Commercial Applications: Title: Advanced Robotic Control Systems Utilizing Hierarchical Reinforcement Learning Potential commercial uses include: - Manufacturing automation - Warehouse logistics - Autonomous vehicles - Healthcare robotics

Prior Art: Research in the field of reinforcement learning and robotic control systems can provide valuable insights into prior art related to this technology.

Frequently Updated Research: Stay updated on advancements in reinforcement learning algorithms, robotic control systems, and hierarchical reinforcement learning models for the latest developments in the field.

Questions about Hierarchical Reinforcement Learning: 1. How does hierarchical reinforcement learning differ from traditional reinforcement learning methods? Hierarchical reinforcement learning involves learning multiple levels of policies, allowing for more complex decision-making compared to traditional reinforcement learning.

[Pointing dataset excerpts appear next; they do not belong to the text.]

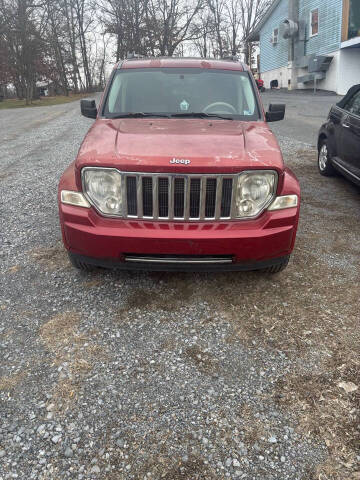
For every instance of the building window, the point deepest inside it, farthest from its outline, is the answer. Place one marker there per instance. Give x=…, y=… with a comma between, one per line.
x=275, y=37
x=351, y=19
x=314, y=22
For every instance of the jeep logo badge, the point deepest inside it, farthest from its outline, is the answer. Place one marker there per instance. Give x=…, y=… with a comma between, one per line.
x=182, y=161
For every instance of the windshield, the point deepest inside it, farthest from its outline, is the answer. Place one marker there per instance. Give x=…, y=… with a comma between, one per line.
x=184, y=91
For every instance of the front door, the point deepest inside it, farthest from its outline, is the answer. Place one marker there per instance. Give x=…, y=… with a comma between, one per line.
x=350, y=141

2. What are the advantages of utilizing off-policy training in hierarchical reinforcement learning models? Off-policy training enables more efficient learning by utilizing past experience data, even when the policy models have been updated.

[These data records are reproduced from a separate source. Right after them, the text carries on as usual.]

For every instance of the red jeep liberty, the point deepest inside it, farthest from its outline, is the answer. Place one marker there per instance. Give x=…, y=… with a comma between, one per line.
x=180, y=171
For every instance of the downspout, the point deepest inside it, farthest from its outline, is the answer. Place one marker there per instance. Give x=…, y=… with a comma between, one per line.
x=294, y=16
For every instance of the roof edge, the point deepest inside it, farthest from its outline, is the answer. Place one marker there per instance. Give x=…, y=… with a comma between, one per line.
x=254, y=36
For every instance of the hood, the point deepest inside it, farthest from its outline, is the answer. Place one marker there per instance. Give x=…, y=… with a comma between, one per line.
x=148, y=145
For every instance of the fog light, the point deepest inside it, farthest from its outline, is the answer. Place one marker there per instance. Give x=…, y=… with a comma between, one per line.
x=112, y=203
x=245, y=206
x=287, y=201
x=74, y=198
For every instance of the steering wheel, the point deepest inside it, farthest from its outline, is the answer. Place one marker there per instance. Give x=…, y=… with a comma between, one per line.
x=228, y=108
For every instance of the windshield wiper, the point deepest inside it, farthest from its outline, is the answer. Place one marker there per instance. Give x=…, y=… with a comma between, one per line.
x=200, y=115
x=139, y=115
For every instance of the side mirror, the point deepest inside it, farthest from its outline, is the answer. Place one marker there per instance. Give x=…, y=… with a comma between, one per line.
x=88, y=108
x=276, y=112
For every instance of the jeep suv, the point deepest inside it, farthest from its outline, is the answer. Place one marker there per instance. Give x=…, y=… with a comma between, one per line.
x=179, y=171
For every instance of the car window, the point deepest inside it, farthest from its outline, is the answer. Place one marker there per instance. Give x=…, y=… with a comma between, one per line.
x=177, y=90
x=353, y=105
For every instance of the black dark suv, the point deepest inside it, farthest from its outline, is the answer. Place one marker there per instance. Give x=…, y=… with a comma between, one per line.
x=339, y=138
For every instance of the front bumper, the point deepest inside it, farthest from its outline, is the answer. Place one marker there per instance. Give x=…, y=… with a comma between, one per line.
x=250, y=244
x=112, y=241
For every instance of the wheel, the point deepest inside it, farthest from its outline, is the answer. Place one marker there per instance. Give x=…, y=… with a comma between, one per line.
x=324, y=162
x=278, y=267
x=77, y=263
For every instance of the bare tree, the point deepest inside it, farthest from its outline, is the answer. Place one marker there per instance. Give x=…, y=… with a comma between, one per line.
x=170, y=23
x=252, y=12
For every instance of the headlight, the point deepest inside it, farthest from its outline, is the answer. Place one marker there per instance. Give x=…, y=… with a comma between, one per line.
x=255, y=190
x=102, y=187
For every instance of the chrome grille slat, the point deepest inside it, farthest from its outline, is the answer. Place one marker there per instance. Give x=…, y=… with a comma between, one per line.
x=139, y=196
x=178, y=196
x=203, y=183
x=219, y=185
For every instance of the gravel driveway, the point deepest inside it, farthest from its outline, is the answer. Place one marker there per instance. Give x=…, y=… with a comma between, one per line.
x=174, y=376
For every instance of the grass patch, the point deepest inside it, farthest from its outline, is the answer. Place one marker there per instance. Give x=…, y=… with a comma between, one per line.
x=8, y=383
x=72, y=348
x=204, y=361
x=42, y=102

Original Abstract Submitted

Training and/or utilizing a hierarchical reinforcement learning (HRL) model for robotic control. The HRL model can include at least a higher-level policy model and a lower-level policy model. Some implementations relate to technique(s) that enable more efficient off-policy training to be utilized in training of the higher-level policy model and/or the lower-level policy model. Some of those implementations utilize off-policy correction, which re-labels higher-level actions of experience data, generated in the past utilizing a previously trained version of the HRL model, with modified higher-level actions. The modified higher-level actions are then utilized to off-policy train the higher-level policy model. This can enable effective off-policy training despite the lower-level policy model being a different version at training time (relative to the version when the experience data was collected).